Mocha: Fault-tolerant Object Sharing in Java
The growth in popularity of the World Wide Web (WWW) has resulted in the development of a new generation of tools tailored to Internet computing activities. These Web spinoffs are having a profound impact on the field of distributed computing and technology is progressing such that wide area computing networks are now becoming a popular target environment for research in distributed computing.
Wide area computing environments have several salient differences from traditional local area network computing environments. For example, there is less autonomy and control over resources (e.g. workstations) as many of the resources are remotely located and controlled by others. Furthermore, failures in a wide area computing environment are a relatively common occurrence. Failures, when detected by timeout mechanisms, result from network congestion and varying workloads at nodes. Also, the autonomy of nodes can result in a remote node reboot or the owner of such a node can can choose to terminate foreign tasks.
There are many problems that need to be solved to enable wide area applications to become common. One important issue that we address is a fault tolerant shared object model for wide area applications. Because these applications are themselves distributed applications, they are dependent on some mechanism for sharing state across workstations to allow processors to cooperatively work together. The shared memory and shared object models are attractive for state sharing because they are simpler to program than standard message passing. Our focus is on providing efficient state sharing that is integrated with fault tolerance support.

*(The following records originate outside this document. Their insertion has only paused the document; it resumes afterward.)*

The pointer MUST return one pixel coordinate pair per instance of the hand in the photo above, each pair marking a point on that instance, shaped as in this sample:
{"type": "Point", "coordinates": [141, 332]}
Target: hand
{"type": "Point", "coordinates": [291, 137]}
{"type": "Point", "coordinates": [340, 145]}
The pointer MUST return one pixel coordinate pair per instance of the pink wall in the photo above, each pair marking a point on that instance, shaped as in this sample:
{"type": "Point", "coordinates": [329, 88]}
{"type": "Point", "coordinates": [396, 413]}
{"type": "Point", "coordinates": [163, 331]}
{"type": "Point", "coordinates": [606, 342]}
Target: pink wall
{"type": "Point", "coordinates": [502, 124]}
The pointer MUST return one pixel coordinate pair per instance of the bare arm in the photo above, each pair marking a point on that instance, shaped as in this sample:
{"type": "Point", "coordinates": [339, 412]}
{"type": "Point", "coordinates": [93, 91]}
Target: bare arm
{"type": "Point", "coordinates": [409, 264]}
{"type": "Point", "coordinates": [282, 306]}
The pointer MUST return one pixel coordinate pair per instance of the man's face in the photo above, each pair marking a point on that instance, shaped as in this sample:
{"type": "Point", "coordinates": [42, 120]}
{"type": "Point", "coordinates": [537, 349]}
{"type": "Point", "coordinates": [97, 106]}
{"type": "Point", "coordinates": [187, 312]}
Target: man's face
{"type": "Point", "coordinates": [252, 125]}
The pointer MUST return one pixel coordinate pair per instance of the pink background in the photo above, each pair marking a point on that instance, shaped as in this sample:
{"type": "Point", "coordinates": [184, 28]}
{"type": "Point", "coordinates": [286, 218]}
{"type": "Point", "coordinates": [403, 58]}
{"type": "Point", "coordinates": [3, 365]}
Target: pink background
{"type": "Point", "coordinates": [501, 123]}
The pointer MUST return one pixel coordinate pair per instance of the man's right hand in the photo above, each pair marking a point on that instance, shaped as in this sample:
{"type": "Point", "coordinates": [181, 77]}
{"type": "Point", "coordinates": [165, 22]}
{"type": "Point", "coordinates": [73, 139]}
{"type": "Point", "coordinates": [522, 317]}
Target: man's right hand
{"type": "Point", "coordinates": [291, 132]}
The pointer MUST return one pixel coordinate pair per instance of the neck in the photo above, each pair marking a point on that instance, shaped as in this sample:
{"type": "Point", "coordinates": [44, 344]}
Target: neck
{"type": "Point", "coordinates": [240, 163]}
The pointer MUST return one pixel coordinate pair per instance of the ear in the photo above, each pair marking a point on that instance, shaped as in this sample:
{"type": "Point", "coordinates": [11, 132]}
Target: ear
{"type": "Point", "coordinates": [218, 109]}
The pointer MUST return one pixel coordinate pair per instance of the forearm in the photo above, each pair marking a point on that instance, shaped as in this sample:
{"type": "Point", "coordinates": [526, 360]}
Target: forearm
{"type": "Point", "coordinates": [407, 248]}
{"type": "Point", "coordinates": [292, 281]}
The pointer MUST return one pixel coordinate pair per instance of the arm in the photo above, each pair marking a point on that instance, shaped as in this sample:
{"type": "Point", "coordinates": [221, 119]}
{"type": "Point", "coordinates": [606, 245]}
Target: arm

Our shared object model for wide area distributed applications has been implemented as part of the Mocha wide area computing infrastructure we are currently developing. The Mocha system is written entirely in Java, and provides basic facilities for metacomputing such as remote evaluation support, security, debugging support, and a highly scalable thread-safe network communication library. The contributions of our work in this area include the following:
Support for shared objects on heterogeneous platforms: To improve performance and mitigate latency, copies of objects can be created and accessed locally. Object sharing support utilizes advanced distributed shared memory techniques for maintaining consistency of shared objects. All Java objects which are serializable may be shared by the system.
Integrated Fault tolerance: Fault tolerance support has been integrated into the state sharing support in a manner that allows its overhead to be controlled based on the degree of fault tolerance needed by an application.
Protocol Support: A highly scalable, thread-safe, object oriented network communication library that provides support for fine grain network operation activities has been developed. The system's need for such a custom network communication library is motivated/illustrated through it's use for lock acquisition and other fine grain message activities related to maintaining shared state consistency. Additionally, we have designed of a ``composite protocol'' approach which combines the capabilities of Mocha's network library and TCP to support the transfer of large replicas in a high performance fashion that preserves system scalability.
Empirical evaluation of the system: The performance of the system has been evaluated in both local and wide area networks. We have also begun evaluating the system in a more accurate home service environment, namely, a Windows 95 PC connected via a cable modem to a Unix Workstation.
Applications: Several home service and metacomputing applications are being developed to investigate the capabilities and limitations of our wide area computing environment.
A sample service to the home application that we have developed with the state sharing support provided by Mocha is the formal dining table setting coordinator. This application is intended for a consumer located in the home who wishes to add a new formal dinner table place setting composed of flatware, plates, and glassware. At the consumer's home, a graphical user interface is executing which allows various flatware, plates, and glassware to be viewed together so that the consumer may ``mix and match'' these items and end up with a pleasing coordinated table setting. Additionally, a sales associate located at the retail outlet may also have a copy of the graphical user interface which permits the associate to see what the customer is selecting and may suggest alternatives which are then presented in the customer's GUI. Furthermore, the home consumer may have requested friends located at other homes to also participate in this decision making and therefore they too may be running a GUI and viewing the possibilities and also making suggestions. In this scenario, it is expected that the platforms on which the GUI executes in each of the homes would be vastly different from the platform at the retail outlet.
In our implementation of this application, the GUI shown above is sent via Mocha's remote evaluation support to execute at several remote sites. Each site may modify the flatware, plates, or glassware currently being displayed by pushing the appropriate previous or next button. These buttons result in activating callbacks which modify shared objects associated with each item. A thread which executes in each remote GUI periodically polls the shared objects for new values and updates the local display as needed. The shared objects rely on the system's shared state support for consistency maintenance.